Parmi les autres qualités de la série, enfin, on peut noter l’humour de la série. Cet humour est en général fin, subtil. Les meilleurs épisodes de la série sont les épisodes-comédies, qui construisent leur intrigue sur leurs personnages (avec en général la présence de Fitzcairn ou d’Amanda au casting), épisodes dont je reparlerai peut-être plus tard sur le blog.
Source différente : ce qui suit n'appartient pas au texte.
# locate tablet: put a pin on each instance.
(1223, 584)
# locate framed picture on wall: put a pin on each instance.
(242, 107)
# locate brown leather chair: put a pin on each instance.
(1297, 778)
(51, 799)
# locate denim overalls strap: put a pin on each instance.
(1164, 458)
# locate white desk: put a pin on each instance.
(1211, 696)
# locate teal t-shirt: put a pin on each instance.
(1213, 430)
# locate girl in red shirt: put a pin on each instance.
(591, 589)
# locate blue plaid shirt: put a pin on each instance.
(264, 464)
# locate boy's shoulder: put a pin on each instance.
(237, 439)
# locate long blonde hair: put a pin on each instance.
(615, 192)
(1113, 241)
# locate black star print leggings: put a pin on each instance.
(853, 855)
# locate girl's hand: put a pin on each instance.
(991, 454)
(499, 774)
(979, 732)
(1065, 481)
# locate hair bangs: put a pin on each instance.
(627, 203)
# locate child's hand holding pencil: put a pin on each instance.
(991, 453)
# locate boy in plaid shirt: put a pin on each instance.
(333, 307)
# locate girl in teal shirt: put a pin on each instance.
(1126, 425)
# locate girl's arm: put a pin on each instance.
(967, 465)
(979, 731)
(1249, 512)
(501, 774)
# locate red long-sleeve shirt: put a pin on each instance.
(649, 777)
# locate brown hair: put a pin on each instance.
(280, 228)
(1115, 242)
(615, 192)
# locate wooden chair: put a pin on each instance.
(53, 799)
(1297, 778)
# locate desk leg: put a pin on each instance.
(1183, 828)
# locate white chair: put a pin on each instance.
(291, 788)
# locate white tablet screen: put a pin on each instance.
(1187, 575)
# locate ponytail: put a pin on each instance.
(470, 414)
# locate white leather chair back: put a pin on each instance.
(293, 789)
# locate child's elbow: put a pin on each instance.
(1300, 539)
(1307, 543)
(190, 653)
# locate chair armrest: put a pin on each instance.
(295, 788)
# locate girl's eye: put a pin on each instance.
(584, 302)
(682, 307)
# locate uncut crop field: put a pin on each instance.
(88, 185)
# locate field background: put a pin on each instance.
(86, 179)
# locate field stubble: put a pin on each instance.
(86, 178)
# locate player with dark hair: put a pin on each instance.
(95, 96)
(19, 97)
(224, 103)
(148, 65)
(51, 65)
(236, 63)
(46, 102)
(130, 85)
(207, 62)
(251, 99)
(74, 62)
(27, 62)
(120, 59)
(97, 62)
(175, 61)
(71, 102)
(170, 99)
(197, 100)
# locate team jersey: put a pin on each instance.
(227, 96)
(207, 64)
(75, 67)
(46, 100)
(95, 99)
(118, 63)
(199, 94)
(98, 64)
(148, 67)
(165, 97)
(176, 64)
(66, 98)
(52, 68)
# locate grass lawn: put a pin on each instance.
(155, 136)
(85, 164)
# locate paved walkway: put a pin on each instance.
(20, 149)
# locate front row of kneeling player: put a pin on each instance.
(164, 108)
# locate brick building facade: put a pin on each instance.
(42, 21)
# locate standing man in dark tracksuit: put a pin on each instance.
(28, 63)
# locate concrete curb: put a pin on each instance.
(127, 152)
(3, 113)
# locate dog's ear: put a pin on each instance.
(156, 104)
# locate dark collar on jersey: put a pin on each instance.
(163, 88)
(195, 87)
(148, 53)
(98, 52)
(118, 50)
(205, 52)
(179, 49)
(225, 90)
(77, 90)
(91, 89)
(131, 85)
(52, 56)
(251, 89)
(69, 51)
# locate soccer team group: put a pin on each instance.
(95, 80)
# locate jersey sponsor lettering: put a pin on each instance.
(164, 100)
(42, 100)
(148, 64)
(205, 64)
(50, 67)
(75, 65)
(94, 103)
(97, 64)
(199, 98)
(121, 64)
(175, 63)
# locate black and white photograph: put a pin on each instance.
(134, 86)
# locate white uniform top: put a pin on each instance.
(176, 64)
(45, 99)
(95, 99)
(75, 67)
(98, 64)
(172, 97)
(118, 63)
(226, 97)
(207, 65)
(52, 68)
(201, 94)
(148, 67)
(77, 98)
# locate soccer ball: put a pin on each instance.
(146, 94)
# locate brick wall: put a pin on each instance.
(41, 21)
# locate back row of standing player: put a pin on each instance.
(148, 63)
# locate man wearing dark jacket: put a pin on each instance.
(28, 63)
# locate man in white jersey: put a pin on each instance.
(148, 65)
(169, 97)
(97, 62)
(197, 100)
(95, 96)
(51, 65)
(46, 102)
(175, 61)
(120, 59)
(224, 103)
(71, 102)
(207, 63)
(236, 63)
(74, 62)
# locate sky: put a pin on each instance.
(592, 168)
Et avant de clôturer… La fin de la série. Elle aura été des plus bizarres. La série dura 6 saisons, mais la dernière saison ne comporte que 13 épisodes. Dont Duncan est absent, pour une bonne part d’entre eux. Au début de cette saison 6, Duncan MacLeod parvient à vaincre un démon, véritable incarnation du mal. Quelques épisodes servent de tests pour le spin-off Highlander : The Raven, qui donnera la vedette à une Immortelle cette fois-ci. Et la série de tester différentes Immortelles, alors que le choix d’Amanda, déjà connue du grand public, tombait sous le sens. C’est avec elle que le spin-off se fera. Et puis un épisode final où Duncan affronte un énième Immortel sans réel charisme, mais l’intrigue est conçue de telle sorte qu’elle permet à tous les personnages emblématiques de la série, même décédés, de revenir une dernière fois. Et les 5 dernières minutes, les derniers au-revoir des personnages, portés par la magnifique chanson écossaise « Bonnie Portmore », emblématique de la série, liée à jamais au mythe Highlander.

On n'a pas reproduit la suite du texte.